Accepts Healthy Volunteers?

Details

Lead Sponsor:

Augusta University
University of Iowa

Collaborator:

Takeda Pharmaceuticals North America, Inc.

Treatments:

Lubiprostone

Criteria

Inclusion Criteria:

- Constipation as defined by Rome III criteria13. Patients must have symptoms > 3
days/month for the past three months and report at least two of the following symptoms
≥ 25% of the time: straining, lumpy or hard stool, sensation of incomplete evacuation,
sensation of anorectal obstruction/blockage, use of manual maneuvers, < 3 bowel
movements/week. Also,they should have insufficient criteria for IBS, and only rarely
loose stools without the use of laxatives.

- ≥ 3 ppm methane value at baseline1, 2(before sugar load).

Exclusion Criteria:

- Patients taking drugs that are known to be constipating will be excluded or asked to
discontinue medications for at least 2 weeks and reassessed. For example, we will
recommend that patients taking calcium channel antagonists contact their respective
primary care physicians to explore alternative medications for hypertension such as
beta blockers or ACE-inhibitors. If the calcium channel antagonists are able to be
discontinued, patients will be re-screened at least two weeks after the medications
are discontinued. If patients no longer meet inclusion criteria, they will be excluded
from the study. Patients who remain constipated will be eligible for enrollment.

- Patients with co-morbid illnesses such as severe cardiovascular disease, chronic renal
failure, or those with previous gastrointestinal surgery except cholecystectomy and
appendectomy

- Patients with neurologic diseases such as multiple sclerosis, strokes, spinal cord
injuries, and those who have problems with cognizance, i.e. a mini-mental score of <15
and/or are legally blind will be excluded.

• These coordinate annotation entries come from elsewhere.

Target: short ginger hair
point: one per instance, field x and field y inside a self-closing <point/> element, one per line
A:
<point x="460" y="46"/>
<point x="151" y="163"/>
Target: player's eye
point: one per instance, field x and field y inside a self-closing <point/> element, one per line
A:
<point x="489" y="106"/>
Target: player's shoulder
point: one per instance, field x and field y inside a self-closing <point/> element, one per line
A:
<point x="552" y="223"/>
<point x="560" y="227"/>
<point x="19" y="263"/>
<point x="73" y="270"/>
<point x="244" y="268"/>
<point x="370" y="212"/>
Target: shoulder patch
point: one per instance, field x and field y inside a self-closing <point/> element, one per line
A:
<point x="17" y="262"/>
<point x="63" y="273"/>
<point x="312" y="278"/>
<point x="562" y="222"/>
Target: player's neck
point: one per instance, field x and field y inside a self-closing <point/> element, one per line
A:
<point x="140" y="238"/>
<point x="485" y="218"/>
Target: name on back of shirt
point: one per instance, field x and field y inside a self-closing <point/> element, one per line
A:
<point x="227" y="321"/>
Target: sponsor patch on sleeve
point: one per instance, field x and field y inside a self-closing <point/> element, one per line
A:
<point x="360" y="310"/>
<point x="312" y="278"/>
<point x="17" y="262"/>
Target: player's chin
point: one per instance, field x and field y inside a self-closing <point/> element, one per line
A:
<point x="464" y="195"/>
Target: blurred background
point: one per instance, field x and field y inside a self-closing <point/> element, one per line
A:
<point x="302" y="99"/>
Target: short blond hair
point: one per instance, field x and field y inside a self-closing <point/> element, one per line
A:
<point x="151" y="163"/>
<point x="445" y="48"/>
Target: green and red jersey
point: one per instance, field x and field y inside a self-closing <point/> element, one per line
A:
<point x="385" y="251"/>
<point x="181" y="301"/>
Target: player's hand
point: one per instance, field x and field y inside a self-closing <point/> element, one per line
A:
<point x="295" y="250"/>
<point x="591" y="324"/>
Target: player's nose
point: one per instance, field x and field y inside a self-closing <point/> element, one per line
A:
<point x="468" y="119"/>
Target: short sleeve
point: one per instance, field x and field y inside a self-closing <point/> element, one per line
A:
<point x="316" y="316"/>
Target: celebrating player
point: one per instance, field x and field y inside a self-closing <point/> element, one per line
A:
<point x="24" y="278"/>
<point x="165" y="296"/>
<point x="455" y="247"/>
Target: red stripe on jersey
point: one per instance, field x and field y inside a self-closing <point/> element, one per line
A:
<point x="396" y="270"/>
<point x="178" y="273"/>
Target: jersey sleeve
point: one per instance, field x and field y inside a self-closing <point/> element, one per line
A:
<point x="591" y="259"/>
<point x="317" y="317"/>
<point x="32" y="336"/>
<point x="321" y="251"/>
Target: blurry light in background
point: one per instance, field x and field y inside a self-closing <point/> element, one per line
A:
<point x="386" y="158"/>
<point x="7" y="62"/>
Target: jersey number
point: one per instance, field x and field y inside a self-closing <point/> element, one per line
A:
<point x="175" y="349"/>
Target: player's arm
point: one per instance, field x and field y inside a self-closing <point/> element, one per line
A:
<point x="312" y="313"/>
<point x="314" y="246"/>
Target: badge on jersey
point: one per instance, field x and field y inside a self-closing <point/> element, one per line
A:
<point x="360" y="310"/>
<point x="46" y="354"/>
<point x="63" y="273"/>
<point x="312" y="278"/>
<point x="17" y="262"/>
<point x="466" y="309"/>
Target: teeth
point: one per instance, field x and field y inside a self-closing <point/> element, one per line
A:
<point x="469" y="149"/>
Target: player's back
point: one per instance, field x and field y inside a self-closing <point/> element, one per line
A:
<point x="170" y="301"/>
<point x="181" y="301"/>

- Women who are pregnant or are likely to conceive during the course of the study will
be excluded. Urinary pregnancy tests will be performed on all women of child-bearing
potential prior to enrollment and before any x-ray of the abdomen.

- Patients with Hirschsprung' s disease, or active local anorectal problems such as anal
fissures, bleeding hemorrhoids, Crohn's, colitis, or colon cancer.

- Patients with alternating constipation and diarrhea and those who fulfill the Rome-III
criteria for irritable bowel syndrome.

- Recent antibiotic use (last 6 weeks).

- Patients using laxatives, PEG or Tegaserod and unwilling to discontinue these
medications at least 2 weeks prior to the study.